Two worlds existed here: one apparent, the other had to be closely studied. Cranston surveyed the crowd. Oh yes, they were here, the night-walkers and dark-hawks, soil-caked and dirt marked, who slept on straw pallets stretched out over tamped-down mud. The coin-fakers and cross-biters, the cozeners, the mumpers, the scolders and sneaksmen in their motley garish rags, pointed hoods and scuffed boots were on the prowl. All these were of the same genus – Newgate birds, who would milk a pigeon to get a drink. Some were obvious, others more hidden as they threaded through the crowd, looking for prey. Cranston recognized quite a few of his ‘Lovelies’: Mouse-ears with his twitching nose and stuck-out ears, Frost-face, his skin badly gnawed by the pox, Rats-tooth and Spindle-shanks, could all be glimpsed amongst the mad and the bad, the moon-men and the moon-cursers. At the mouth of alleyways clustered even more, the beggars who ate mouldy bread filled with barley straw and drank watered ale and wine so muddy it made them wry-mouthed.

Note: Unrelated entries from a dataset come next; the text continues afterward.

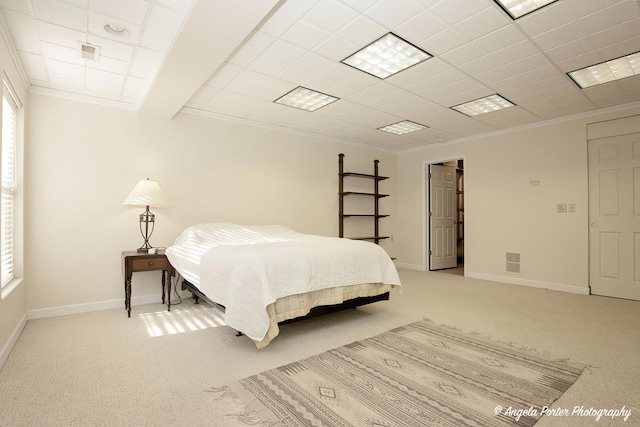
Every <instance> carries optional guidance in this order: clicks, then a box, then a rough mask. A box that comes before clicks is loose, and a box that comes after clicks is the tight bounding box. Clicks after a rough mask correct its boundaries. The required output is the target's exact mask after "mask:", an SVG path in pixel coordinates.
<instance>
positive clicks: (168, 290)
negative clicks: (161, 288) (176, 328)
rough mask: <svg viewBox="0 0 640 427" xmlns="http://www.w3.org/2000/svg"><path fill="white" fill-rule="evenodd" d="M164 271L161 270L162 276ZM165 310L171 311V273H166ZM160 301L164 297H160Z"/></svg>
mask: <svg viewBox="0 0 640 427" xmlns="http://www.w3.org/2000/svg"><path fill="white" fill-rule="evenodd" d="M164 275H165V274H164V271H163V272H162V277H163V278H164ZM166 284H167V311H171V275H170V274H167V281H166ZM162 302H163V303H164V297H163V299H162Z"/></svg>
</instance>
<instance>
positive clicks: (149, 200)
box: [122, 178, 169, 207]
mask: <svg viewBox="0 0 640 427" xmlns="http://www.w3.org/2000/svg"><path fill="white" fill-rule="evenodd" d="M122 204H123V205H128V206H155V207H166V206H169V201H168V199H167V196H165V195H164V192H163V191H162V189H161V188H160V185H159V184H158V183H157V182H156V181H153V180H151V179H149V178H147V179H141V180H140V181H139V182H138V184H136V186H135V187H134V188H133V190H132V191H131V193H130V194H129V195H128V196H127V198H126V199H124V202H122Z"/></svg>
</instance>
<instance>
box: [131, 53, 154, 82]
mask: <svg viewBox="0 0 640 427" xmlns="http://www.w3.org/2000/svg"><path fill="white" fill-rule="evenodd" d="M159 61H160V55H159V54H158V52H156V51H154V50H150V49H145V48H142V47H141V48H139V49H138V50H137V52H136V55H135V58H134V59H133V62H132V64H131V71H130V74H131V75H132V76H134V77H145V78H149V76H151V74H152V73H153V71H154V70H155V69H156V67H157V66H158V62H159Z"/></svg>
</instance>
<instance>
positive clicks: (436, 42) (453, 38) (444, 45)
mask: <svg viewBox="0 0 640 427" xmlns="http://www.w3.org/2000/svg"><path fill="white" fill-rule="evenodd" d="M467 41H468V40H466V39H465V38H464V37H462V36H461V35H460V34H459V33H457V32H456V31H455V30H453V29H451V28H447V29H445V30H443V31H440V32H439V33H437V34H435V35H433V36H431V37H428V38H426V39H425V40H423V41H422V42H421V43H420V46H422V47H424V48H425V49H426V50H427V52H429V53H430V54H432V55H442V54H444V53H446V52H448V51H450V50H452V49H455V48H456V47H459V46H462V45H463V44H465V43H467Z"/></svg>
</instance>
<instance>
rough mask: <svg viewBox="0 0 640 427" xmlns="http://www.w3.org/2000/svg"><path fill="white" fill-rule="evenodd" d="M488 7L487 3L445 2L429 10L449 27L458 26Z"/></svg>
mask: <svg viewBox="0 0 640 427" xmlns="http://www.w3.org/2000/svg"><path fill="white" fill-rule="evenodd" d="M487 7H488V5H487V2H486V1H473V2H469V1H467V0H443V1H441V2H439V3H437V4H435V5H434V6H432V7H431V8H430V9H429V10H430V11H431V12H432V13H434V14H435V15H436V16H438V17H439V18H440V19H441V20H442V21H443V22H446V23H447V24H449V25H456V24H457V23H459V22H460V21H463V20H465V19H467V18H469V17H471V16H473V15H474V14H476V13H480V12H481V11H482V10H484V9H486V8H487Z"/></svg>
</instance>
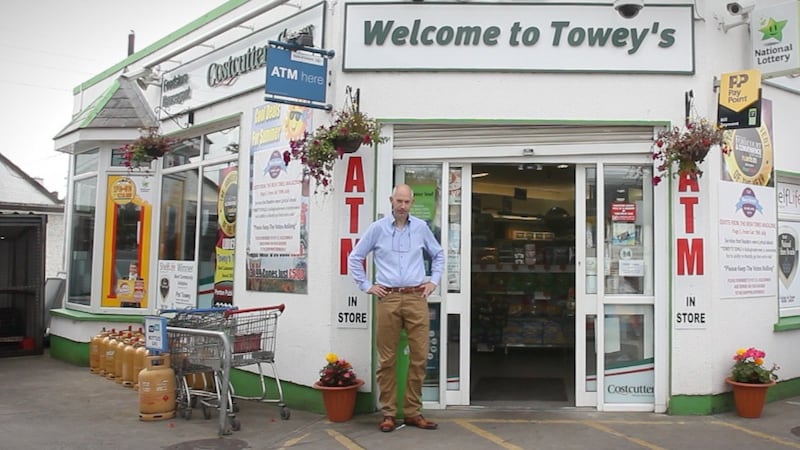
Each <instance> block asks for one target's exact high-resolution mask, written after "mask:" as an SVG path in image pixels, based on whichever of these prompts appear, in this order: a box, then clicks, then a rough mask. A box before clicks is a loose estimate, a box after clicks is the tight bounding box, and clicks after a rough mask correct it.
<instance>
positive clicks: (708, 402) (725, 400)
mask: <svg viewBox="0 0 800 450" xmlns="http://www.w3.org/2000/svg"><path fill="white" fill-rule="evenodd" d="M798 395H800V378H794V379H791V380H786V381H781V382H780V383H778V384H776V385H775V386H773V387H771V388H769V390H768V391H767V403H769V402H774V401H778V400H783V399H786V398H790V397H796V396H798ZM733 410H734V404H733V394H732V393H731V392H730V391H728V392H723V393H721V394H716V395H674V396H672V397H670V401H669V408H668V409H667V414H670V415H675V416H703V415H710V414H717V413H721V412H729V411H733Z"/></svg>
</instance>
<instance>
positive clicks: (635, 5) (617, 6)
mask: <svg viewBox="0 0 800 450" xmlns="http://www.w3.org/2000/svg"><path fill="white" fill-rule="evenodd" d="M642 8H644V0H614V9H616V10H617V12H618V13H619V15H620V16H622V17H624V18H626V19H633V18H634V17H636V15H637V14H639V11H641V10H642Z"/></svg>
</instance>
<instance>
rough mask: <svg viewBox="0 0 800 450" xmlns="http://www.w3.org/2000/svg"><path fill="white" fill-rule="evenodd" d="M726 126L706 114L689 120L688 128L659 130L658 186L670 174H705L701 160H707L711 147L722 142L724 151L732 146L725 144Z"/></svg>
mask: <svg viewBox="0 0 800 450" xmlns="http://www.w3.org/2000/svg"><path fill="white" fill-rule="evenodd" d="M723 132H724V130H723V129H722V128H719V127H718V126H717V124H716V123H711V122H709V121H708V120H707V119H705V118H700V119H692V120H689V121H687V123H686V126H685V127H684V128H680V127H674V128H672V129H669V130H665V131H662V132H660V133H658V136H657V137H656V141H655V142H654V143H653V160H654V161H655V163H656V172H657V173H656V175H655V176H653V185H654V186H657V185H658V184H659V183H661V181H662V180H663V179H664V178H666V177H669V176H675V175H678V176H687V175H688V176H691V177H694V178H699V177H701V176H702V175H703V171H702V170H700V168H699V167H698V164H700V163H702V162H703V161H705V159H706V156H707V155H708V152H709V150H711V147H713V146H715V145H718V146H720V147H721V148H722V152H723V153H728V149H727V148H726V147H724V146H723V145H722V137H723Z"/></svg>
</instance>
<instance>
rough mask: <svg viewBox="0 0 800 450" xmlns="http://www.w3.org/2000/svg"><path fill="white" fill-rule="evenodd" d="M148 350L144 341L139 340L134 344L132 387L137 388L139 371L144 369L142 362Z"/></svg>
mask: <svg viewBox="0 0 800 450" xmlns="http://www.w3.org/2000/svg"><path fill="white" fill-rule="evenodd" d="M148 356H150V352H149V351H148V350H147V347H145V345H144V343H142V342H139V343H138V344H137V346H136V352H134V355H133V389H134V390H137V391H138V390H139V373H140V372H141V371H142V369H144V363H145V362H147V357H148Z"/></svg>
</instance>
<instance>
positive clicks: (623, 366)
mask: <svg viewBox="0 0 800 450" xmlns="http://www.w3.org/2000/svg"><path fill="white" fill-rule="evenodd" d="M653 363H655V359H654V358H644V359H638V360H636V361H624V362H618V363H614V364H608V365H606V370H613V369H622V368H624V367H639V366H641V365H644V364H653Z"/></svg>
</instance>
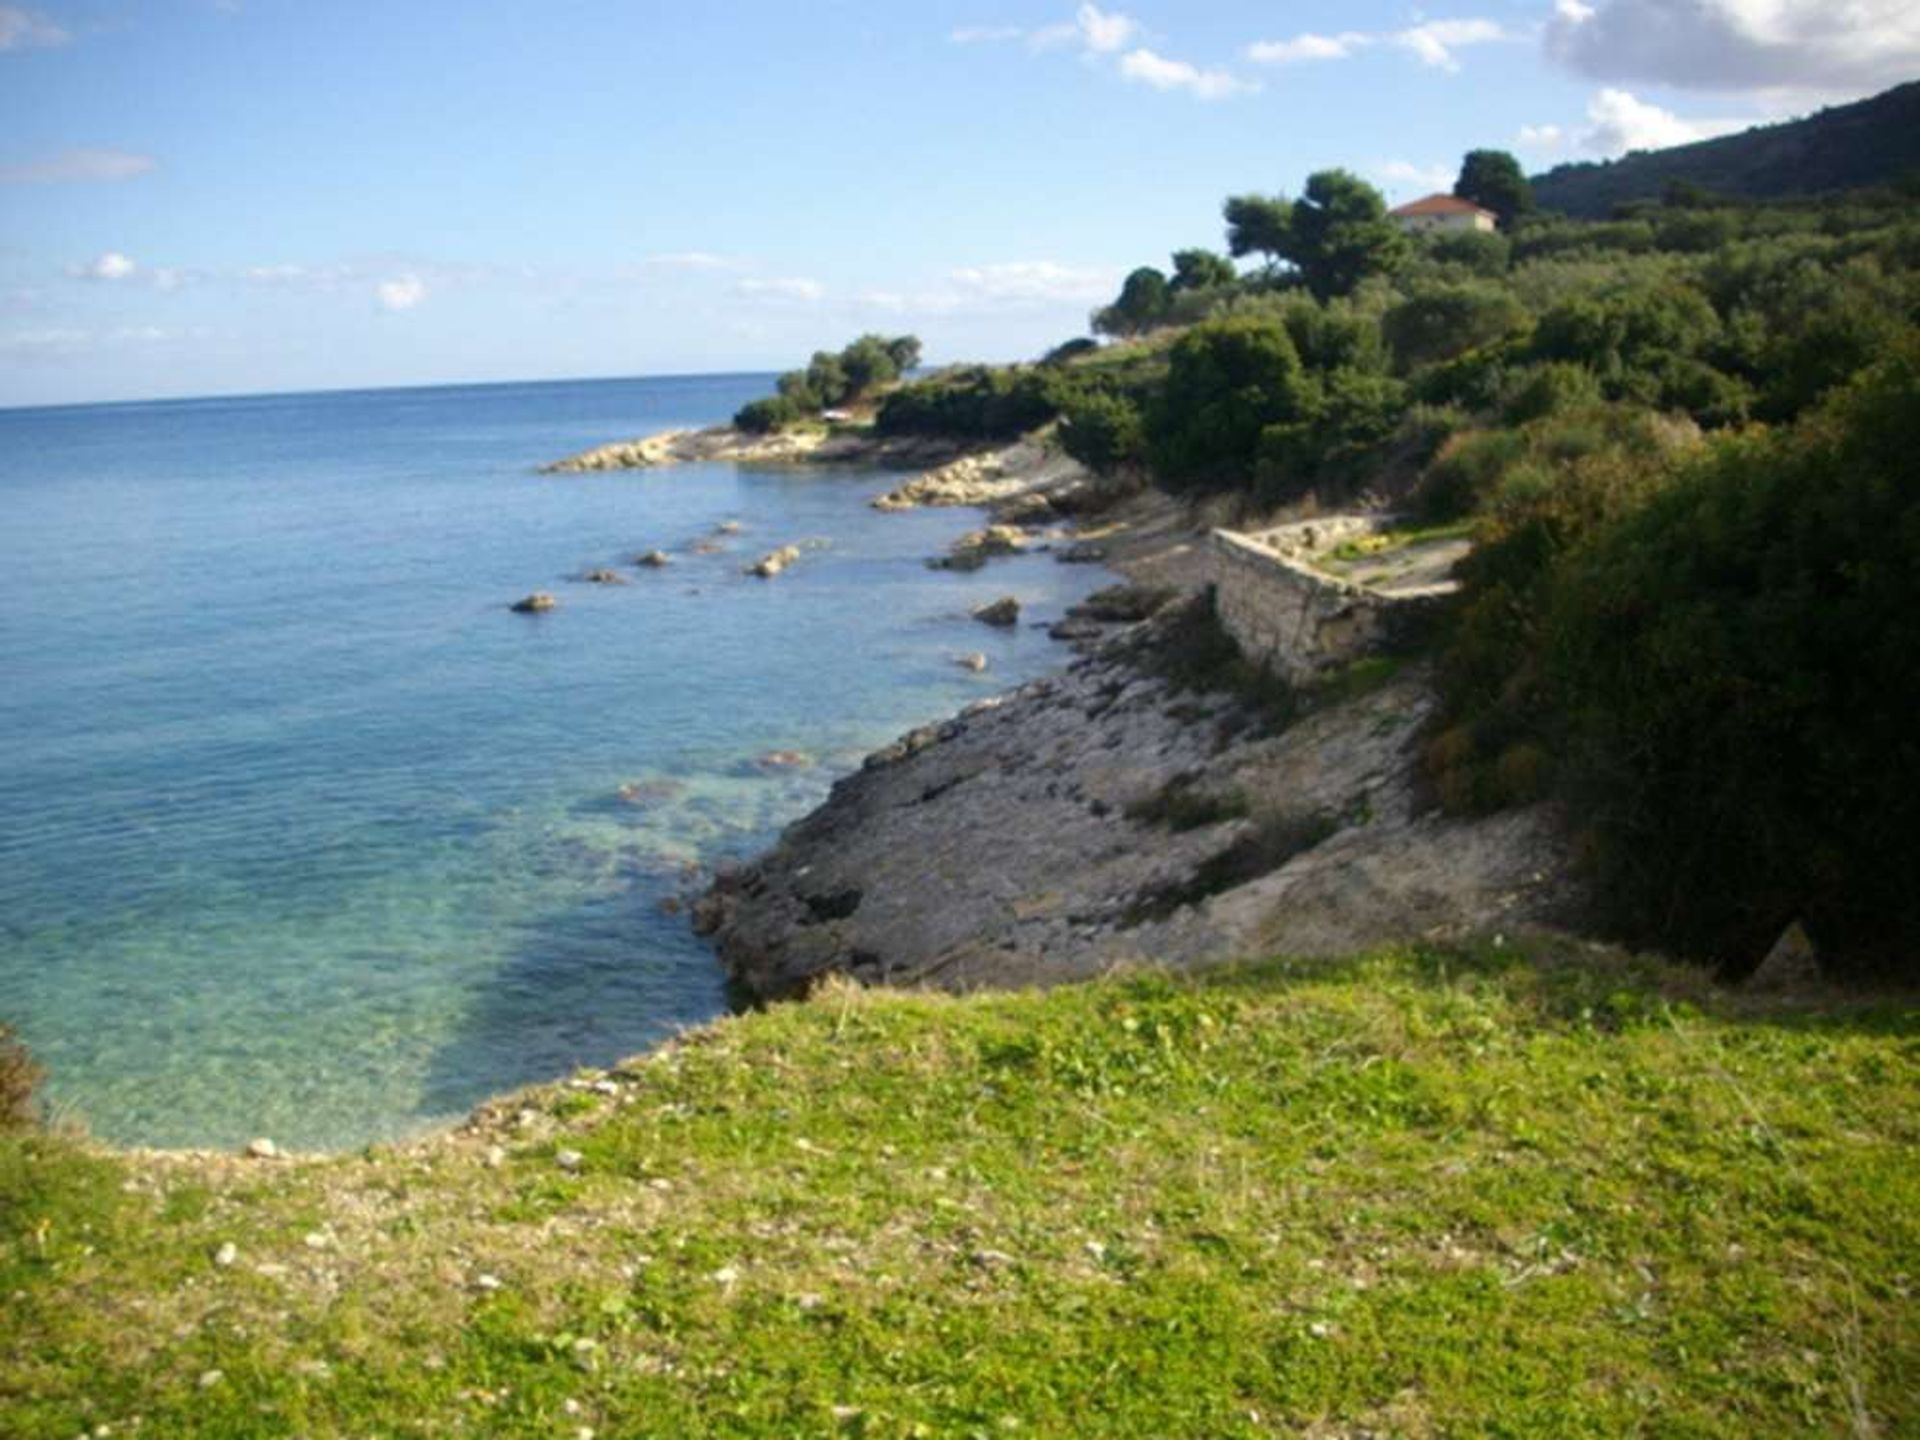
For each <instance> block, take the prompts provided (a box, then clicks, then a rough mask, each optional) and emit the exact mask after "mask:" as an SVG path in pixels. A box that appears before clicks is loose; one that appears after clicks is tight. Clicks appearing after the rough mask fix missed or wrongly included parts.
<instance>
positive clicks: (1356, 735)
mask: <svg viewBox="0 0 1920 1440" xmlns="http://www.w3.org/2000/svg"><path fill="white" fill-rule="evenodd" d="M1196 605H1200V601H1188V603H1185V605H1175V607H1173V609H1171V611H1169V612H1165V614H1160V616H1156V618H1152V620H1146V622H1139V624H1135V626H1127V628H1125V630H1121V634H1117V636H1114V637H1112V639H1108V641H1104V643H1100V645H1098V647H1096V649H1094V651H1092V653H1091V655H1085V657H1083V659H1079V660H1077V662H1075V664H1073V666H1071V668H1069V670H1066V672H1064V674H1060V676H1054V678H1048V680H1039V682H1033V684H1029V685H1023V687H1021V689H1018V691H1014V693H1010V695H1004V697H998V699H991V701H985V703H979V705H973V707H970V708H968V710H964V712H962V714H958V716H954V718H952V720H947V722H943V724H935V726H924V728H920V730H914V732H910V733H908V735H904V737H900V739H899V741H897V743H893V745H889V747H887V749H883V751H879V753H876V755H874V756H870V758H868V762H866V766H864V768H862V770H860V772H856V774H852V776H847V778H845V780H841V781H839V783H837V785H835V787H833V793H831V797H829V799H828V801H826V803H824V804H822V806H820V808H818V810H814V812H812V814H808V816H806V818H803V820H799V822H797V824H793V826H791V828H789V829H787V831H785V835H783V837H781V841H780V845H778V847H776V849H774V851H770V852H768V854H764V856H760V858H758V860H755V862H753V864H749V866H745V868H739V870H733V872H728V874H722V876H720V877H718V881H716V885H714V887H712V891H710V893H708V895H707V897H705V899H703V900H701V902H699V904H697V925H699V927H701V929H703V931H705V933H708V935H712V939H714V941H716V947H718V952H720V958H722V962H724V964H726V968H728V975H730V977H732V981H733V983H735V985H739V987H741V989H743V991H747V993H749V995H755V996H783V995H793V993H799V991H804V989H806V987H808V985H812V983H816V981H818V979H822V977H824V975H829V973H845V975H852V977H854V979H860V981H864V983H885V985H910V987H920V985H925V987H939V989H954V991H968V989H979V987H998V985H1014V987H1020V985H1033V983H1058V981H1069V979H1085V977H1089V975H1094V973H1100V972H1104V970H1108V968H1112V966H1116V964H1127V962H1139V964H1158V966H1183V968H1185V966H1202V964H1208V962H1221V960H1229V958H1236V956H1244V954H1275V952H1279V954H1344V952H1352V950H1356V948H1365V947H1369V945H1379V943H1384V941H1409V939H1457V937H1461V935H1469V933H1482V931H1498V929H1503V927H1515V925H1528V924H1548V922H1555V920H1561V918H1565V916H1567V912H1569V908H1571V906H1572V904H1574V895H1572V891H1571V885H1569V881H1567V870H1569V866H1567V852H1565V845H1563V841H1561V835H1559V828H1557V824H1555V820H1553V816H1551V812H1548V810H1542V808H1534V810H1521V812H1509V814H1501V816H1492V818H1482V820H1446V818H1442V816H1438V814H1436V812H1432V810H1430V806H1427V804H1423V801H1421V795H1419V785H1417V783H1415V781H1417V778H1415V737H1417V735H1419V733H1421V730H1423V726H1425V724H1427V720H1428V716H1430V708H1432V697H1430V687H1428V680H1427V674H1425V670H1423V668H1421V666H1411V668H1407V670H1405V672H1402V674H1396V676H1392V678H1388V680H1386V682H1384V684H1379V685H1377V687H1373V689H1371V691H1369V693H1365V695H1357V697H1352V699H1344V701H1336V703H1327V705H1325V707H1321V708H1315V710H1313V712H1309V714H1306V716H1304V718H1300V720H1296V722H1292V724H1286V726H1279V728H1273V726H1271V724H1269V720H1267V718H1263V716H1261V712H1260V710H1258V707H1254V705H1252V703H1250V701H1246V699H1244V697H1238V695H1233V693H1227V691H1219V689H1200V691H1194V689H1185V687H1181V685H1179V684H1177V682H1175V680H1169V678H1167V676H1165V674H1164V672H1160V670H1162V664H1160V662H1162V660H1164V659H1165V655H1167V651H1169V647H1179V645H1183V643H1187V641H1188V637H1190V616H1188V614H1187V611H1188V609H1190V607H1196Z"/></svg>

‘Ah, well,’ Cranston breathed. He moved out from beneath the archway and crossed the broad expanse of Cheapside. He was soon recognized by a gibbet lawyer going down to Newgate to meet an accomplice. ‘Cranston is out!’ The whisper spread through the crowds. Sir John, one hand on the hilt of his sword, watched both the slime-strewn cobbles beneath him as well as the crowds around him. He glimpsed Matilda the mistress of the maids hurriedly disappear down a runnel with a bevy of her ladies of the night. Alleyway mouths also mysteriously cleared. Foists and nips darted off like sparrows alarmed by a cat. The rag traders, the whipsters, mountebanks and miserere men stooped, crouched and ran back to hide in what Cranston called ‘Mumpers’ Manor’ or ‘Castle Conning’, the filthy lairs and bolt-holes of these Cheapside cheats. They all feared Cranston. Parson Dumpling, who looked after these malefactors at his Chapel of the Gibbet deep in the slums of Whitefriars, always warned his congregation that Sir John, when the spirit took him, could whistle up his bailiffs and beadles and sweep like the wind through Cheapside, Poultry and the surrounding wards, netting their quarry as a fowler would his birds. Once done, they’d herd all their captives down to the great yard at the Fleet prison. There, as on Judgement Day, they’d begin to separate one flock of goats, those they wanted to question, from the rest, whom they’d leave to graze for a while. Cranston paused – should he do that now? Yet he had enough business awaiting him. Muckworm would soon appear.

‘Not today, my lovelies,’ Cranston murmured.

He walked on, then stopped by a stall to view a vase made out of clay with a dark green glaze, next to this a jug fashioned out of quartz which Cranston quietly promised to mention to Lady Maud. He fingered some Saracen cloth on the next stall, glanced around and moved on. He inspected the cage on the Tun; this was empty except for a drunk who lay snoring on his back. At the nearby stocks, bailiffs were locking in Plugtail, a notorious cunning man who sold philtres no more useful than a cup of dirty water. He greeted Cranston cheerfully. The coroner responded by ordering the bailiffs to ensure Plugtail was released before freezing nightfall. Outside ‘The Holy Lamb of God’ lurked the beggars Leif and Rawbum who, despite the cacophony noise from the market place, insisted upon telling Cranston some tale about a priest in Burton-on-Trent who’d exorcized a demon from a blood-drinker back from the dead. Thankfully both were interrupted by a funeral procession, flanked by acolytes and mourners, the deerskin shroud they were honouring sprinkled with ash. Both men, eager for alms, hopped off like crickets, allowing Cranston to disappear into the warm mustiness of one of his favourite resting places. The coroner ensconced himself in the inglenook, ordered the best of ales, a capon pie, a bowl of diced vegetables and today’s bread fresh from the bake house. He sat and ate, recalling what he’d seen at Kilverby’s mansion and St Fulcher’s Abbey.